4:48 a.m. London time, and the city’s gone quiet in that way that feels heavier than silence. Like it’s holding its breath. The red digits of the alarm clock glow against the dark, burning into my retinas every time I blink. I haven’t slept. Not even close. My brain’s too loud, my body too aware of everything it shouldn’t be thinking about.
You’re next to me. Kayley. My best mate. One big hotel bed because neither of us could be arsed to ask for separate rooms when we checked in, jet-lagged and laughing and already half-delirious from the week we’ve had. It’s not weird. It’s never been weird. We’ve crashed in the same space a hundred times—tour buses, couches, floors, wherever life dumped us. But tonight feels… different. Not wrong. Just charged, like the air before a storm that might never come.
I’m on my back, staring at the ceiling, tracing the faint cracks in the plaster like they’re constellations. The room smells faintly of hotel soap and your shampoo, something warm and sweet that makes my chest ache in a way I don’t have a word for. Outside, somewhere far below, a car passes, tires hissing against wet pavement. London always sounds like it’s whispering secrets at this hour.
It’s mad to think how we even got here. All of this, us. One stupid party, years ago—too loud, too many bodies, too much sweat and bass shaking the walls. You’d been filming earlier that night, makeup still perfect, camera confidence switched on even while you were off-duty. I remember the bar was chaos, bartender drowning, and I just… stepped in. Grabbed a glass, poured you a drink like it was the most natural thing in the world. You laughed, thanked me like I’d done you a massive favor. Stayed. Talked. Didn’t leave.

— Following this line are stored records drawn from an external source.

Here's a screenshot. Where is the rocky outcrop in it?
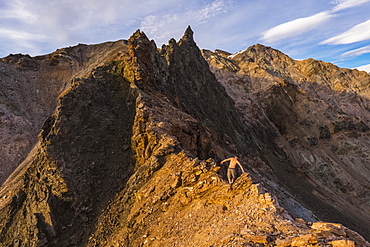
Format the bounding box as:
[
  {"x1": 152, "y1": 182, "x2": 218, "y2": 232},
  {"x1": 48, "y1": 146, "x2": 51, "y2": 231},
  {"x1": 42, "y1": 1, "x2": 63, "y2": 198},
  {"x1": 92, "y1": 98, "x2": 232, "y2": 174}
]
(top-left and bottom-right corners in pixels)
[{"x1": 0, "y1": 27, "x2": 370, "y2": 246}]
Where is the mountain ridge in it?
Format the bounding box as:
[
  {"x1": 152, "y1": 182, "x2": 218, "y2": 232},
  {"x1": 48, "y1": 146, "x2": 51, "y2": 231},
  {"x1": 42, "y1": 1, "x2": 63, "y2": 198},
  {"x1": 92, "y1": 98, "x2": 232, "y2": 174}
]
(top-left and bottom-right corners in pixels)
[{"x1": 0, "y1": 27, "x2": 368, "y2": 246}]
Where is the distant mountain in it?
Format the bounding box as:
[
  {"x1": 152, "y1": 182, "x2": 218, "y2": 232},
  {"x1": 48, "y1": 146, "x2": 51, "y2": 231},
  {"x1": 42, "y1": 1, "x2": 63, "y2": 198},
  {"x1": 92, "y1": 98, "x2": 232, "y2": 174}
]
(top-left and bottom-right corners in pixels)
[{"x1": 0, "y1": 27, "x2": 370, "y2": 247}]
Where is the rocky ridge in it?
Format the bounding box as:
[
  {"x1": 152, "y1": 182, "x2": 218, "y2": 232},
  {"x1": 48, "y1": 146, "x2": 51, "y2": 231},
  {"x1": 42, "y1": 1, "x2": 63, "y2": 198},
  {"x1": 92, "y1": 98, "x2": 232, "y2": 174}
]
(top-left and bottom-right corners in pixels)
[{"x1": 0, "y1": 28, "x2": 369, "y2": 246}]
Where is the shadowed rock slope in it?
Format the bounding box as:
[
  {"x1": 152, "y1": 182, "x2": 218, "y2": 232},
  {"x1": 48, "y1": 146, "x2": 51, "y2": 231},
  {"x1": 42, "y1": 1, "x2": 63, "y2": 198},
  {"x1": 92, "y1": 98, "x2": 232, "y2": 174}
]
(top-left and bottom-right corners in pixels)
[{"x1": 0, "y1": 28, "x2": 369, "y2": 246}]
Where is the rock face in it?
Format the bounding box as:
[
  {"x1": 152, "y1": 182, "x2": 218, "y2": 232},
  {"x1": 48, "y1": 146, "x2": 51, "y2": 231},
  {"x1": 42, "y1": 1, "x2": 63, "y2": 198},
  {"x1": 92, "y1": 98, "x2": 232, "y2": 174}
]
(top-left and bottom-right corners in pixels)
[{"x1": 0, "y1": 27, "x2": 370, "y2": 246}]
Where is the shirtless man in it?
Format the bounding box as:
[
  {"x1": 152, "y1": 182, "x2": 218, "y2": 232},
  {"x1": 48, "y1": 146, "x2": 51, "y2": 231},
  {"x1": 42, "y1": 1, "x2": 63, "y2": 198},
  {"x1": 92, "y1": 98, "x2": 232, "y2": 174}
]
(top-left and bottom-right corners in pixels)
[{"x1": 220, "y1": 156, "x2": 244, "y2": 184}]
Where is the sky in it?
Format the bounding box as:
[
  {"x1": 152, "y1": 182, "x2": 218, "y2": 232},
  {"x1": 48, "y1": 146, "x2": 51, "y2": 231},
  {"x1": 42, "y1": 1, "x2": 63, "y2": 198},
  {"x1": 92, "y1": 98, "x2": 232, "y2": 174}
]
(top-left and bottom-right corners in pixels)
[{"x1": 0, "y1": 0, "x2": 370, "y2": 72}]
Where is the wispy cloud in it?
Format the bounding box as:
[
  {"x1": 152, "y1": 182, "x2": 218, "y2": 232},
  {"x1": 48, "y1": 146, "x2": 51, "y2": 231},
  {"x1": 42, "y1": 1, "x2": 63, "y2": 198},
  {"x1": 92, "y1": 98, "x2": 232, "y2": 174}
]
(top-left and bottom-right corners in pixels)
[
  {"x1": 342, "y1": 45, "x2": 370, "y2": 57},
  {"x1": 261, "y1": 0, "x2": 370, "y2": 43},
  {"x1": 332, "y1": 0, "x2": 370, "y2": 12},
  {"x1": 262, "y1": 11, "x2": 334, "y2": 43},
  {"x1": 321, "y1": 20, "x2": 370, "y2": 45},
  {"x1": 187, "y1": 0, "x2": 232, "y2": 21}
]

Since then, you’ve been everywhere in my life. Backstage corners, late-night takeaways, studio floors. Tiny clips in your videos—me darting through the background, stealing a fry, flipping the camera off. Fans losing their minds over it. Edits everywhere. Comments screaming just date already. We’d always laugh, roll our eyes, send each other the worst ones at three in the morning. “Imagine,” you’d say. And I always did, for half a second, before shoving the thought somewhere deep and safe and locked.
Because you’re my best friend. Because crossing that line could ruin everything. Because we told ourselves we didn’t see each other like that.
I shift slightly, the mattress dipping, and I’m painfully aware of how close you are—your shoulder almost brushing mine, the steady rhythm of your breathing telling me you’re awake too. Neither of us has said it out loud yet, but I know. You do that thing where you stay completely still when you can’t sleep, like if you don’t move, your thoughts won’t catch you.
My fingers curl into the sheets, knuckles white. I should crack a joke. Say something stupid. That’s what I do. That’s what keeps us safe. But the words get stuck somewhere between my chest and my mouth.
Tomorrow we fly back to L.A. Christmas lights, chaos, families, separate lives clicking back into place. This moment—this quiet, shared insomnia—feels like it’s balanced on the edge of something fragile.
I finally turn my head, just enough to look at you in the dim light, your face soft without the camera, without the world watching. My voice comes out low, rough, barely louder than the hum of the city.
“Kay,” I murmur, breaking the silence like it might shatter if I don’t. “You still awake… or am I losin’ my mind on my own over here?”